[PATCH 1/1] RISC-V: Add parameter to unaligned access speed
Evan Green
evan at rivosinc.com
Mon Aug 5 11:56:04 PDT 2024
On Mon, Aug 5, 2024 at 11:48 AM Charlie Jenkins <charlie at rivosinc.com> wrote:
>
> On Mon, Aug 05, 2024 at 11:38:23AM -0700, Evan Green wrote:
> > On Mon, Aug 5, 2024 at 10:38 AM Jesse Taube <jesse at rivosinc.com> wrote:
> > >
> > > Add a kernel parameter to the unaligned access speed. This allows
> > > skiping of the speed tests for unaligned accesses, which often is very
> > > slow.
> > >
> > > Signed-off-by: Jesse Taube <jesse at rivosinc.com>
> >
> > How come this is a command line parameter rather than a Kconfig
> > option? I could be wrong, so I'll lay out my rationale and people can
> > pick it apart if I've got a bad assumption.
> >
> > I think of commandline parameters as (mostly) something end users
> > twiddle with, versus kconfig options as something system builders set
> > up. I'd largely expect end users not to notice two ticks at boot time.
> > I'd expect its system builders and fleet managers, who know their
> > hardware and build their kernels optimized for it, are the ones who
> > would want to shave off this time and go straight to the known answer.
> > Anecdotally, at ChromeOS we had a strong preference for Kconfig
> > options, as they were easier to compose and maintain than a loose pile
> > of commandline arguments.
> >
> > The commit text doesn't go into the rationale, intended audience, or
> > expected usage, so maybe my guesses miss the mark on what you're
> > thinking.
> > -Evan
>
> There was a brief discussion about this on Jesse's series about vector
> unaligned support [1]. The original idea was to use Zicclsm to allow
> people to set the unaligned access speed on pre-compiled distro kernels.

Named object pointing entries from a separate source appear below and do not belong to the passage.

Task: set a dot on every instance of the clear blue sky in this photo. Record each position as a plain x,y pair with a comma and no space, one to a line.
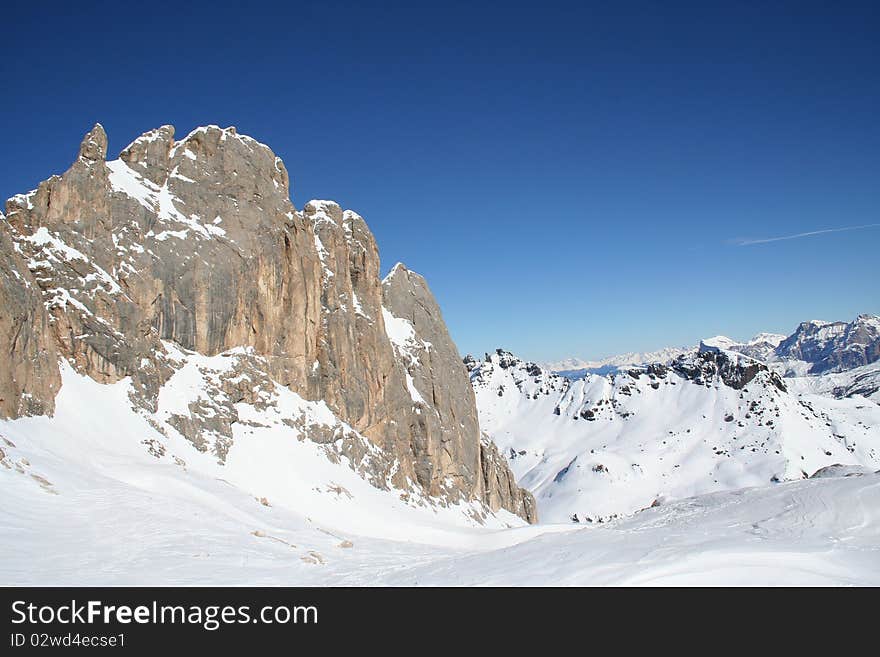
571,178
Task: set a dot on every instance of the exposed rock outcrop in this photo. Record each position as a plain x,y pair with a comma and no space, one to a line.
443,398
196,244
29,376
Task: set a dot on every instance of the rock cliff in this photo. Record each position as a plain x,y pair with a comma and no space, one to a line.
128,267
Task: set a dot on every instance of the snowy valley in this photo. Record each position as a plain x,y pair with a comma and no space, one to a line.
205,385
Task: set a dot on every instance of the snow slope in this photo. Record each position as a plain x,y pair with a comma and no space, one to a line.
601,447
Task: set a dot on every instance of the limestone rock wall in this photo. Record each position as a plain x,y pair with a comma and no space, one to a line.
196,242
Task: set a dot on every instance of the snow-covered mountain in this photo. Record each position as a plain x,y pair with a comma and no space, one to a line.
833,346
202,384
713,419
815,347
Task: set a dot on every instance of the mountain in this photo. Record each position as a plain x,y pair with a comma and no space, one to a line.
833,346
600,447
575,367
815,347
181,275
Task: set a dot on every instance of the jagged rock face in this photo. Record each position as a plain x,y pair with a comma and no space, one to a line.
195,243
733,369
834,346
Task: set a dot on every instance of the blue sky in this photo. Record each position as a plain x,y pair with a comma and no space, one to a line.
572,178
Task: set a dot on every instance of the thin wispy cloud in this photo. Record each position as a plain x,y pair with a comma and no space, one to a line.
812,233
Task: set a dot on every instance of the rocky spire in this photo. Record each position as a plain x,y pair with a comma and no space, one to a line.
94,145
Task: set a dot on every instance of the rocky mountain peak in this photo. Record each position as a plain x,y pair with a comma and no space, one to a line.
94,145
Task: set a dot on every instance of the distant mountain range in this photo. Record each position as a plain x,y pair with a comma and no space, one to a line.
722,416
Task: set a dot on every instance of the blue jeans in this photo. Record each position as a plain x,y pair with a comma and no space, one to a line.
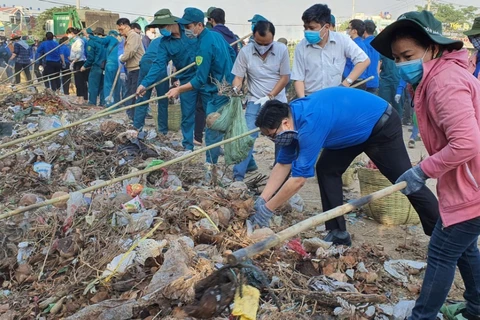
213,103
110,74
251,113
448,248
141,111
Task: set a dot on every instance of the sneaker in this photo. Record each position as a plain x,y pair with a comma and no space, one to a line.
339,237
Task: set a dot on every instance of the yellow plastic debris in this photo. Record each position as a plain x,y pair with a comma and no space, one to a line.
246,307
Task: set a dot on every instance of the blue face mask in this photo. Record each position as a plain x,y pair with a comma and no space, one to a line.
411,71
313,37
285,138
165,32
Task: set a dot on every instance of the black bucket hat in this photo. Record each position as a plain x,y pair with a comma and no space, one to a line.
424,21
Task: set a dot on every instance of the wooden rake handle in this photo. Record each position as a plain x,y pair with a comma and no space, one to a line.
278,238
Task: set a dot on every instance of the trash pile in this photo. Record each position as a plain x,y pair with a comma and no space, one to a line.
154,246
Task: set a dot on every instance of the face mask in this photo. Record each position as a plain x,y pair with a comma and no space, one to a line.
190,34
285,138
313,37
166,33
262,49
411,71
475,40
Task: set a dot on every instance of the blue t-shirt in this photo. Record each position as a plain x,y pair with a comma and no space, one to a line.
372,69
332,118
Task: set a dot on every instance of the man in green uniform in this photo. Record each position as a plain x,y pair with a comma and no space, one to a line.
96,58
175,47
214,59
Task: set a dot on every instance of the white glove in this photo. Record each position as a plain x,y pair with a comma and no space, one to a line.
397,98
262,101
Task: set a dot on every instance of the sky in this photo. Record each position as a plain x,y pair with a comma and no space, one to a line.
285,14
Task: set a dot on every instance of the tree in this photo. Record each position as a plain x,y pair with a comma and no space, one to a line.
39,30
449,14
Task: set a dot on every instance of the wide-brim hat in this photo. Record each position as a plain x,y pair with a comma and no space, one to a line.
475,28
191,15
209,11
423,21
99,31
162,17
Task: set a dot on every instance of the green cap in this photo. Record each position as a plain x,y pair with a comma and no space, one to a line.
162,17
191,15
209,11
257,18
475,28
424,21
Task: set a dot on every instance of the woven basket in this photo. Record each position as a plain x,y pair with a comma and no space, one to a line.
348,176
394,209
174,116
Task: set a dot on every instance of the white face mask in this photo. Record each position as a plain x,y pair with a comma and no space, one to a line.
151,35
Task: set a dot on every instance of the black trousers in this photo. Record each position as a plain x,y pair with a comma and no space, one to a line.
66,78
387,150
81,80
132,84
52,70
24,68
200,118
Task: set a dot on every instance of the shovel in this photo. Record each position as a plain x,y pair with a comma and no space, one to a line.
242,255
110,96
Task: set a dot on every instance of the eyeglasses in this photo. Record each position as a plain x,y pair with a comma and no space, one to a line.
272,136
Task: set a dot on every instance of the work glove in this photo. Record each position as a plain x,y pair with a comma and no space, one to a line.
262,101
415,179
397,98
258,203
262,217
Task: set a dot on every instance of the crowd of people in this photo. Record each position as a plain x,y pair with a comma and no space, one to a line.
328,125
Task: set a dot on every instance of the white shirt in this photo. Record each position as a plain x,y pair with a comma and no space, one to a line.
262,75
77,51
323,67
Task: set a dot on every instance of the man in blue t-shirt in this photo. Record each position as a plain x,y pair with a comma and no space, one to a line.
344,122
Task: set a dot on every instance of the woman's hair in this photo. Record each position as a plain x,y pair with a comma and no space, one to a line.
421,39
272,114
73,30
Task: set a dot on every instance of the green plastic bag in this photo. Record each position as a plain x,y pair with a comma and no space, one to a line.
232,122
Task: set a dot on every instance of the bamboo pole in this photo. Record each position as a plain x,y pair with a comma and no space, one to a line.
106,111
41,82
167,78
74,124
241,255
40,58
125,177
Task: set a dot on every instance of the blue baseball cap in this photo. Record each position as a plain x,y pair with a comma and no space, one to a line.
257,18
191,15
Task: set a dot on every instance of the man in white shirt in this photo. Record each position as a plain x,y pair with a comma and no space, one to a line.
320,57
267,66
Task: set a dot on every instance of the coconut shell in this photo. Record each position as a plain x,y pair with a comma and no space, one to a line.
61,204
211,118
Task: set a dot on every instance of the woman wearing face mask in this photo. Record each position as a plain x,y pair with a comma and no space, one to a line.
77,58
344,122
447,105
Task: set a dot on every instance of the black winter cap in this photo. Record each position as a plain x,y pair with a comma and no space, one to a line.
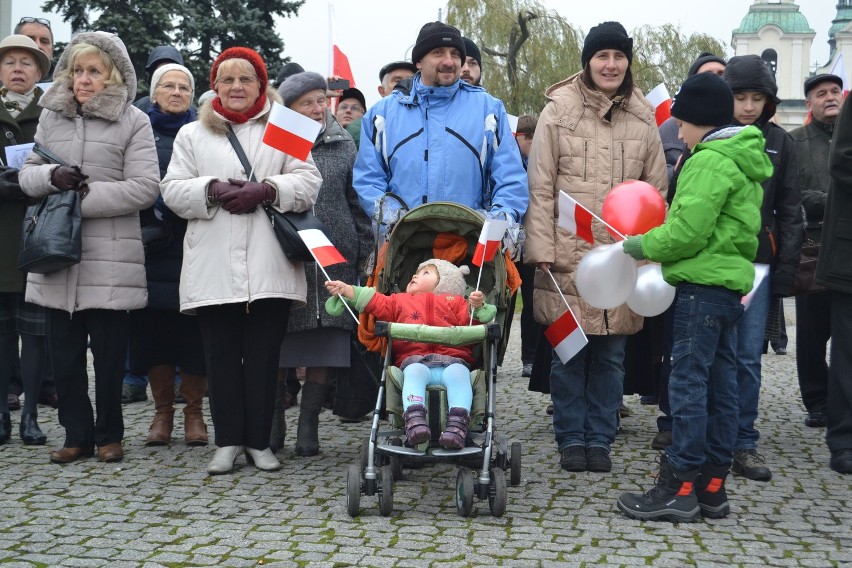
608,35
437,34
704,100
705,57
812,82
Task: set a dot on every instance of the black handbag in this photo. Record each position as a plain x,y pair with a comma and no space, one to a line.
51,237
286,225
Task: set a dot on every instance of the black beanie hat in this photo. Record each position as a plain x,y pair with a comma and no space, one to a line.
705,57
608,35
472,50
436,34
704,100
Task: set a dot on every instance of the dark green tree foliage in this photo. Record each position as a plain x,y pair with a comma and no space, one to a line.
664,54
200,29
525,48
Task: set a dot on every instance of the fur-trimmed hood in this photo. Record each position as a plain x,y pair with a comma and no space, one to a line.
110,103
218,124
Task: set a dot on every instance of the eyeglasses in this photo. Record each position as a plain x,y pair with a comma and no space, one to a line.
354,108
242,80
31,20
184,89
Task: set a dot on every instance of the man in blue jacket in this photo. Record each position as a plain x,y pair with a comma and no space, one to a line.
441,140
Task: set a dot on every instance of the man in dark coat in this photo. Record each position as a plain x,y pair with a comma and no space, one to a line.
834,270
823,97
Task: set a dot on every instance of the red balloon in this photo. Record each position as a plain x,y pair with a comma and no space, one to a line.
634,207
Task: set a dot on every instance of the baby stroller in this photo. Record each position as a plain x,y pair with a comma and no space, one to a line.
414,239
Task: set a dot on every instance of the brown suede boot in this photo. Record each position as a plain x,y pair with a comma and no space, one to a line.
162,381
194,387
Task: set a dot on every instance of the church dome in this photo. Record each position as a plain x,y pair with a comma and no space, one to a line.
783,14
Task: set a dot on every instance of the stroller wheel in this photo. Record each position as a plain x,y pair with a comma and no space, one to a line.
515,464
385,491
464,492
497,492
396,461
353,490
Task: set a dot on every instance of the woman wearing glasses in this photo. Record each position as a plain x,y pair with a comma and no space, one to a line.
90,123
21,65
234,275
161,338
316,340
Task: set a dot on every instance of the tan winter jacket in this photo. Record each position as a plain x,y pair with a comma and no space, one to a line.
231,258
112,142
578,150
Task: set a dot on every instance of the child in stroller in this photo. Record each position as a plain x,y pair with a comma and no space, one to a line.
434,296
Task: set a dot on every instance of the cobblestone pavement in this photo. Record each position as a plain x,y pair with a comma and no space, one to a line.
159,507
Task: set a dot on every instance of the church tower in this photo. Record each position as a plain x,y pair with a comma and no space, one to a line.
779,33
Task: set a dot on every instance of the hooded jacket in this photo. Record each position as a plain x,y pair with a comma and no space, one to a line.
441,144
584,144
780,235
710,233
231,258
112,142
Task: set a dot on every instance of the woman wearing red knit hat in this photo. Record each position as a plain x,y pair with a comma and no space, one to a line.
235,276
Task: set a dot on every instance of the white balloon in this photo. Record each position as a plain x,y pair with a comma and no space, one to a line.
652,295
606,276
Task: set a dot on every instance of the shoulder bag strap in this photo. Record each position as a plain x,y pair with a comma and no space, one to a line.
232,138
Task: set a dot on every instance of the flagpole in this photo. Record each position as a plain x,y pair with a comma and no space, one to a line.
327,277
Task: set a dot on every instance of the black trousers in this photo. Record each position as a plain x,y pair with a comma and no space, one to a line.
838,436
107,334
242,344
813,330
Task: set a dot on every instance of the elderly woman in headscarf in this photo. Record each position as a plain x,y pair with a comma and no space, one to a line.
235,276
21,66
161,338
90,123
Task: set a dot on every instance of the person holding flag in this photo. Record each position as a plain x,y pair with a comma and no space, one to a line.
234,276
435,297
316,340
596,131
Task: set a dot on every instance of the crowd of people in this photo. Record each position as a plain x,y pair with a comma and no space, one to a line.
182,285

> However Zicclsm isn't useful so the alternative route was to use a
> kernel arg. There is already support for a Kconfig, the kernel arg is
> just another option for users.
>
> Link:
> https://lore.kernel.org/lkml/af3152b6-adf7-40fa-b2a1-87e66eec45b0@rivosinc.com/
> [1]
Ah got it, thanks for the explanation Charlie! If there are consumers
for this then the concept seems fine with me.